Dementia & Diet
IS THERE A CORRELATION?
A recent piece explored the possible link between diet and dementia. A NYT reporter spoke to dozens of experts in aging to determine whether they believed such a correlation exists. Interestingly, although opinions vary, it does appear that most experts agree that the answer is yes. The research published in this piece notes that “there is a compelling and ever-growing body of research that does suggest that some foods and diets may offer real benefits to an aging brain.” Unsurprisingly, diets that are recommended to address diabetes, obesity, and heart disease also prevent age-related cognitive issues, including Alzheimer’s disease.
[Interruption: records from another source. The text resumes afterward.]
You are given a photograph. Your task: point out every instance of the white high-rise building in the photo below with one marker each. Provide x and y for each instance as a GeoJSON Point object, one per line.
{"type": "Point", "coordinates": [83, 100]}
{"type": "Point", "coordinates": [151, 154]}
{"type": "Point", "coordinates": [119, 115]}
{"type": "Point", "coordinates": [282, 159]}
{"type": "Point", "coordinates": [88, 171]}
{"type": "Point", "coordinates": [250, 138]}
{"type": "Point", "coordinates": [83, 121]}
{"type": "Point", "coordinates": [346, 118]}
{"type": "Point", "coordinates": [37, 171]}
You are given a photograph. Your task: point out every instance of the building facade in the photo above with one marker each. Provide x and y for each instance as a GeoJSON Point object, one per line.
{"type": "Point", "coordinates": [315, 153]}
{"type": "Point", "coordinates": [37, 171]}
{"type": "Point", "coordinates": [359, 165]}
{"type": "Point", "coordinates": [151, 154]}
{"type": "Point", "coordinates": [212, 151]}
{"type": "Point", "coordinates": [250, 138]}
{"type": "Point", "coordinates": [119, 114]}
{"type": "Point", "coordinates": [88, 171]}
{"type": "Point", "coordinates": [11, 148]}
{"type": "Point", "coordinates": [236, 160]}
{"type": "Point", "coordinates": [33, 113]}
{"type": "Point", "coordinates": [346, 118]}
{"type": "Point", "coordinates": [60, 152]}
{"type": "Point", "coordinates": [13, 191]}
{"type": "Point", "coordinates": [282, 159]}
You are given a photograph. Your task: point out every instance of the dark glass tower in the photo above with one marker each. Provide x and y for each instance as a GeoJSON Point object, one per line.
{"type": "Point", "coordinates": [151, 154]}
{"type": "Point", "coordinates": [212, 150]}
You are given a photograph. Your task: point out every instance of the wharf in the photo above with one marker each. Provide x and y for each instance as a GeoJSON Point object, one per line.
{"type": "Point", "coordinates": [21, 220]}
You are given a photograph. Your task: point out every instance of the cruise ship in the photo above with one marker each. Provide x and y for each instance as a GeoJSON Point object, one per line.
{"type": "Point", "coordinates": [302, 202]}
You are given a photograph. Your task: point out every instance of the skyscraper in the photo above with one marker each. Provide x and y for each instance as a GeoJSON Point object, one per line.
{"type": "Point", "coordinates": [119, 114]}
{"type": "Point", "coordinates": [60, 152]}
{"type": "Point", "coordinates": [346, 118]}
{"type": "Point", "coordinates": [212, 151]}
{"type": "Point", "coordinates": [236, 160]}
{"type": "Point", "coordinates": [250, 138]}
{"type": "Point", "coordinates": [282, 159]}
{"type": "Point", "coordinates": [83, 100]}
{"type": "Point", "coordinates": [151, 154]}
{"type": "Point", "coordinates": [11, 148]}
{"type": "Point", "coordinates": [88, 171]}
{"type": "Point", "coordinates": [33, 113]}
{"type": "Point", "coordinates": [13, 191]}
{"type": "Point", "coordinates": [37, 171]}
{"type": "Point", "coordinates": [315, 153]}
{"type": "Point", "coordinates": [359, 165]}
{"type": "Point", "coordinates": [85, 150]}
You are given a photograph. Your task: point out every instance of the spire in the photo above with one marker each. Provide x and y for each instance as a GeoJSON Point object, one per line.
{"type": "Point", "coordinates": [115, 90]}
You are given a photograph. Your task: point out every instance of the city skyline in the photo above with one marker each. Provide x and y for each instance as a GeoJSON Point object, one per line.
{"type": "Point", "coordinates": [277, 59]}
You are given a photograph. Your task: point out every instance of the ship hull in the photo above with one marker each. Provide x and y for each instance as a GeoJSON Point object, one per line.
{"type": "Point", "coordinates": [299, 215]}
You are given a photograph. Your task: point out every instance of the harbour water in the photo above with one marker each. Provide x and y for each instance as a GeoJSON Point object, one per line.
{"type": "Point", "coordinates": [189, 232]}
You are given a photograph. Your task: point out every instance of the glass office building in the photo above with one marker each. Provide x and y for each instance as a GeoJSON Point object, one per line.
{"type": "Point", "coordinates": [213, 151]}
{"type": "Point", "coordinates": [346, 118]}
Both the Mediterranean diet and the MIND (Dietary Approaches to Stop Hypertension) diet, which focus on fresh produce, beans, nuts, fish, whole grains and olive oil appear to offer some protection against cognitive decline. There was also agreement about the importance of leafy green vegetables. One of the more interesting findings cited in the piece was a controlled trial conducted in Israel earlier this year. Brain scans of more than 200 people, all on one of three different diets, were reviewed. The research showed that after 18 months
“…those who followed a “green” Mediterranean diet—one rich in Mankai (a nutrient-packed green plant), green tea and walnuts—had the slowest rate of age-related brain atrophy. Those who followed a traditional Mediterranean diet were close behind. Those who followed regular healthy diet guidelines—which was less plant-based and allowed for more processed and red meat than the other two diets—had greater declines in brain volume.”
And these effects were more evident in subjects who were 50 and older.